Turnpikes declined by the mid-19th century as they started to lose revenues to the rail and canal transport. Some attempt was made during the 1870s and 1880s to improve the nation’s roads, but central government took a very passive role in their development, eventually passing road maintenance responsibility to county councils in 1888.

A fact file compiled by the RAC Foundation has found:

The motor vehicle was not a legally recognised mode of transport until 1896

  • By 1910 140,000 cars were travelling on UK roads making driving a tax option for the Treasury
  • A National Road Board was set up in 1910 and run for nine years, putting aside taxes for road improvements
  • The Ministry of Transport (MoT) replaced the board in 1919
  • Economic difficulties in the period after the Great War and the second world war itself created five false starts to the MoT’s road programme
  • Thirty-eight years after the MoT was founded, the first motorway was built in 1957, one hundred years after turnpikes had ceased to exist
  • Despite a poor road development programme the MoT developed many of the rules and regulations governing road use today.

Sheila Rainger, Acting Director of the RAC Foundation, said: “Without the Romans, the turnpike system and the Ministry of Transport’s on-off road building programme the UK’s roads would be in an even worse state than they are today.

“Badly planned, poorly configured, piecemeal road building programmes should be a feature of our country’s past.
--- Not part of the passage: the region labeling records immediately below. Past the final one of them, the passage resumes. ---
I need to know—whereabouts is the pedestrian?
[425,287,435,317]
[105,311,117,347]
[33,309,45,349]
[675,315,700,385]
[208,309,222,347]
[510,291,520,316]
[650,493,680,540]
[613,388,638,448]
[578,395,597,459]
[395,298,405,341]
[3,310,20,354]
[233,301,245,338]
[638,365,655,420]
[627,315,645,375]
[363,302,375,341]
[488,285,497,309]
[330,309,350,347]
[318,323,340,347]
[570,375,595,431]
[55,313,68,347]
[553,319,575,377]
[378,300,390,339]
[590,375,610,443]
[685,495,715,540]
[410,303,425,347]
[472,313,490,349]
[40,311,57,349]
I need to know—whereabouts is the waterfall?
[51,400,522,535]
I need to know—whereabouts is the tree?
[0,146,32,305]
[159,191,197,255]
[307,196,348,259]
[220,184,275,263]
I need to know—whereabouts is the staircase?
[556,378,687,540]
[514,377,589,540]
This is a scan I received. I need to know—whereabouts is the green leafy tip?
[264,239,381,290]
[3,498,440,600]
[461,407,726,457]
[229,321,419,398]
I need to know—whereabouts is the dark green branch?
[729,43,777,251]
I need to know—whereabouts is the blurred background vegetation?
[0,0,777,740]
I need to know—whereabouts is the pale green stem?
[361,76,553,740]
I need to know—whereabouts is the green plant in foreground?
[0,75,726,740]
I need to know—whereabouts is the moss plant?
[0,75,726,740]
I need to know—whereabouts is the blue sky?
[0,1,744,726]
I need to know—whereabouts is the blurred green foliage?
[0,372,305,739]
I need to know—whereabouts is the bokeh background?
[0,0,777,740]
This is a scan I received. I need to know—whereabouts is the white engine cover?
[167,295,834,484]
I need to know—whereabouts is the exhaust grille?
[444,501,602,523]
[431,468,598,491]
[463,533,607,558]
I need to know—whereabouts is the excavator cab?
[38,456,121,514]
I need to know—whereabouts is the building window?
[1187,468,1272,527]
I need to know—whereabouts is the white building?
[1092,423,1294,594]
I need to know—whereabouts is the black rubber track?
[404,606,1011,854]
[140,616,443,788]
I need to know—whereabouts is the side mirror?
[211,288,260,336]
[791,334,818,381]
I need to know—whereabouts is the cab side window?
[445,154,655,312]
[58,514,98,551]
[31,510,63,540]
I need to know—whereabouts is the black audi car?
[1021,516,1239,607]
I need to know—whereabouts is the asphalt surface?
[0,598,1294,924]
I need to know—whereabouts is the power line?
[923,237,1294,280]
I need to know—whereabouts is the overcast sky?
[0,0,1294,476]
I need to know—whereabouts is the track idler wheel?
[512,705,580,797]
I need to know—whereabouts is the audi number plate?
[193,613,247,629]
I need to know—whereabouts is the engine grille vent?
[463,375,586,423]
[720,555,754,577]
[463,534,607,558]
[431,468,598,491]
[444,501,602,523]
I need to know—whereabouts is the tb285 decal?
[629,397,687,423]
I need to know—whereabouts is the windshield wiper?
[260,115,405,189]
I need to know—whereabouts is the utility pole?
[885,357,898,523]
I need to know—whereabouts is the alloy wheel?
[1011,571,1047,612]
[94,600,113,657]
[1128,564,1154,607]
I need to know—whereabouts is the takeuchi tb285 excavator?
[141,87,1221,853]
Road user charging could be part of the future solution, but recent debate has shown this idea to be less popular than turnpikes.

“To avoid roads to ruin we need to learn from these mistakes, and develop stronger planning frameworks and more powerful delivery organisations with a clear duty to develop and manage the strategic road network. This will ensure we have a transport infrastructure fit for the 21st century.”

ENDS

Notes:

“What Went Wrong? British Highway Development before the Motorways” is the first background paper in a series from the Foundation, which explores motoring issues in relation to the Foundation’s ‘Roads and Reality’ report (November, 2007).